A basic example of applying HistogramZoo to a histogram of Gaussian data is provided below:


library(HistogramZoo);

set.seed(271828);

# Generating Data
gaussian_data <- rnorm(10000, mean = 50, sd = 15);
histogram_data <- observations_to_histogram(gaussian_data, histogram_bin_width=5);

# Segmentation and fitting distributions
results <- segment_and_fit(histogram_data, eps = 1);

# Summarizing results
results_table <- summarize_results(results);

# Plotting
create_coverageplot(results);

Results table

region_id segment_id start end interval_count interval_sizes interval_starts histogram_start histogram_end value metric dist dist_param1 dist_param2 dist_param1_name dist_param2_name
-21-102 1 19 79 1 61, 1, 9 20 0.9554924687 consensus norm 33.03241096 14.88105209 mean sd

Coverage plot coverage plot

Getting help

Looking for guidance or support with HistogramZoo? Look no further.

  • Check out our Discussions page!
  • Submit bugs 🐛, suggest new features 🌸 or see current work 🦾 at our Issues page.

Citation information

You have stumbled upon an unpublished software 🤫 🤫 🤫. We are currently preparing the manuscript for HistogramZoo. Please befriend us to learn more or check back later for updated citation information.

License

Authors: Helen Zhu, Stefan Eng, Paul C. Boutros ()

HistogramZoo is licensed under the GNU General Public License version 3.0. See the file LICENSE.md for the terms of the GNU GPL license.

HistogramZoo is a generalized framework for histogram segmentation and statistical characterization written in R.

Copyright (C) University of California Los Angeles (“Boutros Lab”) All rights reserved.
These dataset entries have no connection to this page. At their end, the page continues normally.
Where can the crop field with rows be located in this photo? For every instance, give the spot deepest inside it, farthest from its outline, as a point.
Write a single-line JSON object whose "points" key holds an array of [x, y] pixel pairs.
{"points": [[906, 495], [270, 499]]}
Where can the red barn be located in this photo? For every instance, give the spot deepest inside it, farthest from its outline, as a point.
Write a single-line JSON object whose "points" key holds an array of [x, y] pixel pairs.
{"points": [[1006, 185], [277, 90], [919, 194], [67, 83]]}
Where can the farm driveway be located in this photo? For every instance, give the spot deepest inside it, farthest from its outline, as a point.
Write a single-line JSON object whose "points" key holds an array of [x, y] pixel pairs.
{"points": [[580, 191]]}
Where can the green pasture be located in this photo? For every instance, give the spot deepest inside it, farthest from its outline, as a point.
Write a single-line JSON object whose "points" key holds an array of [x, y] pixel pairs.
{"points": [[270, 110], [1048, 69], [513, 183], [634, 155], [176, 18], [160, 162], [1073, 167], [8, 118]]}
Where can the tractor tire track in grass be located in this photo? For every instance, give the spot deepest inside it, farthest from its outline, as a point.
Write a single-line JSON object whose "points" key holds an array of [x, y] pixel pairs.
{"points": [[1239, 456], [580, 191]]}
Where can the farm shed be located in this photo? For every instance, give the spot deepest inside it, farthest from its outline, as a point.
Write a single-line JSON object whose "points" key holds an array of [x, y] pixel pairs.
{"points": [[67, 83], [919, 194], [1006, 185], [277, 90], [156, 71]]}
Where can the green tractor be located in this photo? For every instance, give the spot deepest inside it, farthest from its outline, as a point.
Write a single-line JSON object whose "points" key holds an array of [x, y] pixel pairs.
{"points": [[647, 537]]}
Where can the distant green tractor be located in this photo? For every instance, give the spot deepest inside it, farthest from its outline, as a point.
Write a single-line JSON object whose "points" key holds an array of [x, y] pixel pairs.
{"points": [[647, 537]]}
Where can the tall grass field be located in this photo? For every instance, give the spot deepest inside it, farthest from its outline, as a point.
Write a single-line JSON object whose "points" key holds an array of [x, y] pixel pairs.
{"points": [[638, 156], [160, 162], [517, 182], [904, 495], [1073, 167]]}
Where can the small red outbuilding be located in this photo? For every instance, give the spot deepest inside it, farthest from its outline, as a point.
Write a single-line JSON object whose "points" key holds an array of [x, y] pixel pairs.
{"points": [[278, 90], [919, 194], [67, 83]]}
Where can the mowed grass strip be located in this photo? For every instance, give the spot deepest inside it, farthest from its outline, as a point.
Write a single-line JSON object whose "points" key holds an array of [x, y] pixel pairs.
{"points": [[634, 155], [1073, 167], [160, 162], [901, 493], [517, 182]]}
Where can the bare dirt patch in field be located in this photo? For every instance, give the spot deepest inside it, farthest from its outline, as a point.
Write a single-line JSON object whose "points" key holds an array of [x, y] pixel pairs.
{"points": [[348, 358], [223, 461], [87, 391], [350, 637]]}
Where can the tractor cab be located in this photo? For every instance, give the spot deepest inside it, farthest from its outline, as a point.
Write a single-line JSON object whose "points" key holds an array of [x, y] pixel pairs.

This program is free software; you can redistribute it and/or modify it under the terms of the GNU General Public License as published by the Free Software Foundation; either version 3 of the License, or (at your option) any later version.

This program is distributed in the hope that it will be useful, but WITHOUT ANY WARRANTY; without even the implied warranty of MERCHANTABILITY or FITNESS FOR A PARTICULAR PURPOSE. See the GNU General Public License for more details.